The bootstrap process is the riskiest moment in an Commons Format consumer's relationship with the format. Threats:

• A compromised generator producing malicious tools that pass the eval suites because the eval suites didn't anticipate the malice. Mitigation at bootstrap: run the bootstrap a second time with a different generator and compare results. Mitigation in ongoing operation: multi-generator conformance at D2+ for any production deployment.
• A compromised module clone (the consumer fetched tampered modules from a malicious source). Mitigation: verify module signatures or content hashes against a trusted reference before starting the bootstrap. The format's lockfile mechanism handles ongoing verification but cannot bootstrap itself.
• A consumer's local environment compromised before the bootstrap begins.

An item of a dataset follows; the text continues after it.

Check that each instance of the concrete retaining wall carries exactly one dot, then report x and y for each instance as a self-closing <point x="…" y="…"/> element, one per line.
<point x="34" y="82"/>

Out of scope; if the consumer's machine is compromised, no software-level mitigation in this module is sufficient.
• The bootstrap procedure itself being subtly wrong, leading the consumer to produce non-conformant tools they trust. Mitigation: the eval suites at each stage catch non-conformance. A conformant tool that secretly does something extra is the generator-compromise threat above; mitigation is multi-generator conformance.

The bootstrap is D0 by nature — the consumer is operating on trusted seed material in their own environment. Any production deployment downstream of the bootstrap requires its own appropriate-tier verification, separate from the bootstrap itself.